The deal to produce up to 500,000 cars per year is to be inked on Thursday, when Russian Prime Minister Vladimir Putin visits Sollers’s plant in Naberezhnye Chelny, where Fiat Albea and Doblo models are already built.

Fiat chief executive Sergio Marchionne is also set to attend the event in the southwestern Russian republic of Tartastan.

The joint venture represents the first major foreign capital in the Russian car market since the global financial crisis triggered a collapse in demand.

Russia had once promised to have the world’s fastest growing auto sector, but car sales dropped by 49 percent last year compared to 2008.
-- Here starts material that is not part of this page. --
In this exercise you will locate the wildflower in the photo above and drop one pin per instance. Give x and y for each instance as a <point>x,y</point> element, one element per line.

Citing an official and a banking source, daily Kommersant said Tuesday that the Naberezhnye Chelny factory would now start producing the Fiat Linea and stop making jeeps for troubled South Korean car maker SsongYang.

Fiat and Sollers have been partners since 2005, but the Italian auto giant has a long history of business in Russia.

The sprawling Avtovaz factory in Tolyatti was designed by Fiat in 1970s and its iconic cars such as the Lada and the Niva, which once dominated the Soviet auto industry, were modeled after the Italian carmaker’s 1960s models.